Кругом было тихо, только где-то плюхала вода по мельничному колесу да далеко и утробно кричал пьяный в Белом городе. С левой стороны мостков течением нагнало свежей щепы. Липка взяла первый ушат и прошла с ним на середину мостков, на самый же конец она остерегалась ступать – боялась темной воды, поскольку не умела плавать. Учил ее в детстве любимый брат Андрей, да не доучил, сгинул и до сих пор – ни весточки…
Она принялась споро полоскать белье, а сама все думала о брате, матери и об отце. Она не понимала, чем могла прогневить батюшку, что он на второй срок запродал ее. Понятно, что он хочет пить вино, петь и плакать о сгинувшем старшем сыне, но заработала бы она ему на вино и дома… Она углубилась в работу и не сразу услышала, как по самой кромке берега продираются через ивняк двое верховых.
– Тррры! Вот она! – сказал первый.
– Она! Куда ей деться? – ответил голос Соковнина.
Липка поднялась с колен и стояла на узких, в два полубревна, мостках, не зная, чего ей ждать и что ей делать. Первым всадником был Трубецкой. Он щурился на Липку с седла, посверкивая шитым серебром охабнем с большим бархатным воротником. На голове боярина была высокая соболья горлатная шапка. Соковнин же был в домашнем кафтане и на обычной, невыездной лошади: видимо, этому выезду он не придавал значения.
Липка поднялась с колен и стояла на узких, в два полубревна, мостках, не зная, чего ей ждать и что ей делать.
– Вот отполоскает – и забирай, – сказал Соковнин.
– Отныне мое дело – когда и как забирать! – ответил сухо Трубецкой. – Моя воля!
– Твоя воля, батюшко…
– Правь домой!
Трубецкой медленно слез с лошади, накинул узду на куст ивняка и подбоченился, разглядывая Липку. Затем ступил на мостки и крикнул:
– Девка Липка! Ведомо ли тебе, что отныне ты мне станешь служить? Иди, держись стремени и не противься! Что исполнилась?

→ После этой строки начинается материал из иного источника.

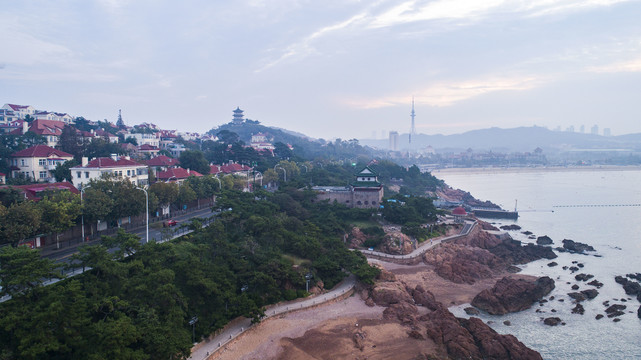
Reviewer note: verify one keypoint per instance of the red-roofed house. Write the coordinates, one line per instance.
(20, 110)
(148, 150)
(37, 162)
(231, 168)
(177, 175)
(162, 163)
(50, 129)
(35, 191)
(116, 167)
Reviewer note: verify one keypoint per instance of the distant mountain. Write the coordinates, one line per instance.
(519, 139)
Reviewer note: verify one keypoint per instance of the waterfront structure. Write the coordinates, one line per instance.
(177, 175)
(238, 117)
(365, 192)
(116, 167)
(37, 162)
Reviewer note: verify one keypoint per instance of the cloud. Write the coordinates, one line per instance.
(618, 67)
(449, 93)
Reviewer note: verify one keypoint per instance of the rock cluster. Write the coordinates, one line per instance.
(511, 295)
(455, 338)
(575, 247)
(463, 264)
(544, 240)
(396, 243)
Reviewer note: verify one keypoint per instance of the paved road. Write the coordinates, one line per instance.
(238, 326)
(469, 225)
(154, 235)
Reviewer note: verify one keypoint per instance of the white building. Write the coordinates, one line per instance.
(37, 162)
(141, 139)
(116, 167)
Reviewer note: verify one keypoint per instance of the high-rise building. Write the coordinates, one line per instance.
(412, 129)
(393, 140)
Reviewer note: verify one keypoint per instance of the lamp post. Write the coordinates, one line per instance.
(82, 190)
(147, 207)
(193, 322)
(308, 277)
(284, 171)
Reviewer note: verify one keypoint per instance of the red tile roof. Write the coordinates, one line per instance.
(162, 160)
(147, 147)
(176, 173)
(105, 162)
(47, 127)
(228, 168)
(41, 151)
(34, 191)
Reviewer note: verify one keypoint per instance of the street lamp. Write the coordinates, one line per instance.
(284, 171)
(308, 277)
(82, 190)
(193, 322)
(147, 207)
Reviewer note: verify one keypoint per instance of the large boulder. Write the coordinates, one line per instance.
(512, 295)
(463, 264)
(513, 252)
(385, 294)
(472, 339)
(396, 243)
(576, 247)
(544, 240)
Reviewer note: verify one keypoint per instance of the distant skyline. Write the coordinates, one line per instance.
(329, 69)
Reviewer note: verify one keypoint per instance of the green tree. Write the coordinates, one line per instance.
(59, 212)
(21, 221)
(194, 160)
(22, 270)
(62, 172)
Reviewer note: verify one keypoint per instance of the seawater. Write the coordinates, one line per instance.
(615, 233)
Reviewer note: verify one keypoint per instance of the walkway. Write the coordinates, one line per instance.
(469, 225)
(208, 347)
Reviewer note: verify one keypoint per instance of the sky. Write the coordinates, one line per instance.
(329, 69)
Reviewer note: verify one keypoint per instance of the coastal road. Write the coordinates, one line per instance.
(235, 328)
(469, 225)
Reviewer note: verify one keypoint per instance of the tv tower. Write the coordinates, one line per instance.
(413, 114)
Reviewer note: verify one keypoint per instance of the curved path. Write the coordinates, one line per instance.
(468, 226)
(208, 347)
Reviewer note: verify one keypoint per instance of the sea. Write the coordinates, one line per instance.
(599, 207)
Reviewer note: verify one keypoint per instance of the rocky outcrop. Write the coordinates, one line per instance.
(510, 227)
(512, 251)
(463, 264)
(552, 321)
(472, 339)
(396, 243)
(544, 240)
(356, 238)
(386, 294)
(576, 247)
(512, 295)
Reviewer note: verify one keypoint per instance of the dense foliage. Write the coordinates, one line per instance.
(138, 306)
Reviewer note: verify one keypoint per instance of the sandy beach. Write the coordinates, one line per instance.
(504, 170)
(332, 330)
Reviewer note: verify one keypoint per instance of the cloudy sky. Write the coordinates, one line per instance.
(332, 68)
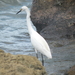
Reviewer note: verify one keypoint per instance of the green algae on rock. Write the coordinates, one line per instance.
(20, 65)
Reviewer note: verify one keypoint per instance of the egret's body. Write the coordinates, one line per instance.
(38, 42)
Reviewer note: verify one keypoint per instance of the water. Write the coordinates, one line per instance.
(14, 38)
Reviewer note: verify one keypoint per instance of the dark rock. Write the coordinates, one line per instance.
(20, 65)
(56, 18)
(71, 71)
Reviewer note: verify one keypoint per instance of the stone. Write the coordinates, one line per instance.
(20, 65)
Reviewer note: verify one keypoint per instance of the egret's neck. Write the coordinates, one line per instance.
(30, 29)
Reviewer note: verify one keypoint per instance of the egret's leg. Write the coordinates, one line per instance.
(36, 53)
(42, 59)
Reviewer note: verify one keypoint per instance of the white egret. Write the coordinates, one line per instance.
(38, 42)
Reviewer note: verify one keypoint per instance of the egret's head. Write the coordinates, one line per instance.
(23, 8)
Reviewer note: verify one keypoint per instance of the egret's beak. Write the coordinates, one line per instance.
(19, 11)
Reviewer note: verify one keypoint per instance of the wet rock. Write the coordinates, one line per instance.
(71, 71)
(20, 65)
(55, 18)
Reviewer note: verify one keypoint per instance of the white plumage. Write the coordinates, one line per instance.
(38, 42)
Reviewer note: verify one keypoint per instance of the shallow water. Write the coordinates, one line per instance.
(14, 38)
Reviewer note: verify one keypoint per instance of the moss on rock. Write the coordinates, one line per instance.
(20, 65)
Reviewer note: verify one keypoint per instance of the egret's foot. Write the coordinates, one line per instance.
(37, 55)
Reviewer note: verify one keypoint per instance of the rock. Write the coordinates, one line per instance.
(20, 65)
(56, 18)
(71, 71)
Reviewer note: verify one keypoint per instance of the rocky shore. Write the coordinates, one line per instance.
(20, 65)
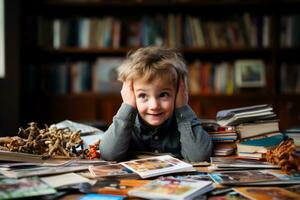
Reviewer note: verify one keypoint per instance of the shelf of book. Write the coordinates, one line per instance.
(250, 32)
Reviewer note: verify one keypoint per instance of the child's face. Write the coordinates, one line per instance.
(155, 100)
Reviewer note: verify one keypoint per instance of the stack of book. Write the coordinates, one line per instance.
(257, 129)
(224, 138)
(294, 133)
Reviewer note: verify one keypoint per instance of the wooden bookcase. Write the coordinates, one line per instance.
(38, 50)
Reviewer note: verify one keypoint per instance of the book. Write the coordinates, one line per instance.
(261, 145)
(254, 177)
(294, 133)
(113, 170)
(24, 187)
(172, 188)
(228, 113)
(102, 196)
(251, 155)
(247, 130)
(41, 171)
(232, 117)
(257, 193)
(231, 162)
(159, 165)
(65, 180)
(115, 186)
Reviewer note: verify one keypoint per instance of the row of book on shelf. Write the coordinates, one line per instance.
(159, 177)
(290, 78)
(204, 77)
(248, 132)
(101, 76)
(290, 29)
(246, 30)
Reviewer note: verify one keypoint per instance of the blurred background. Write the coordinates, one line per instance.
(58, 57)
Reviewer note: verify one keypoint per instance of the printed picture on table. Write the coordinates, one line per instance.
(250, 73)
(148, 164)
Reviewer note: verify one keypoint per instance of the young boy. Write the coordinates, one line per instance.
(155, 115)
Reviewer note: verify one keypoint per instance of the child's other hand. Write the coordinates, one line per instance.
(128, 93)
(182, 97)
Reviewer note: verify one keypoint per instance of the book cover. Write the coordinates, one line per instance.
(261, 145)
(114, 170)
(254, 177)
(266, 193)
(256, 128)
(102, 196)
(40, 171)
(228, 113)
(172, 188)
(158, 165)
(25, 187)
(224, 162)
(115, 186)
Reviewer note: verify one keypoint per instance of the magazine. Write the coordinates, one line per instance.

Липка невольно отступила назад. Лапоть свалился с ее ноги и остался единственной преградой между нею и страшным боярином.
В один миг все ее надежды на волю, на родной дом рухнули, и безысходное, огромное, как надвигающаяся ночь, горе нависло над нею. Оно было страшнее воды, темневшей за краем мостков.
Липка нащупала босой ногой край мостков, шепча, как проклятие:
– …и наведе, Господи, работных на свободных…
– Стой! – Трубецкой выпростал ладонь из рукава.
Но Липка плюнула ему в лицо и неуклюже, боком кинулась в воду.
…Трубецкой долго разбирал поводья и, уже сидя на лошади, все еще с надеждой смотрел на Неглинную, но за кустами, вплоть до другого берега, лежала спокойная и черная, как деготь, вода, а ниже мостков белело донце уплывающего ушата.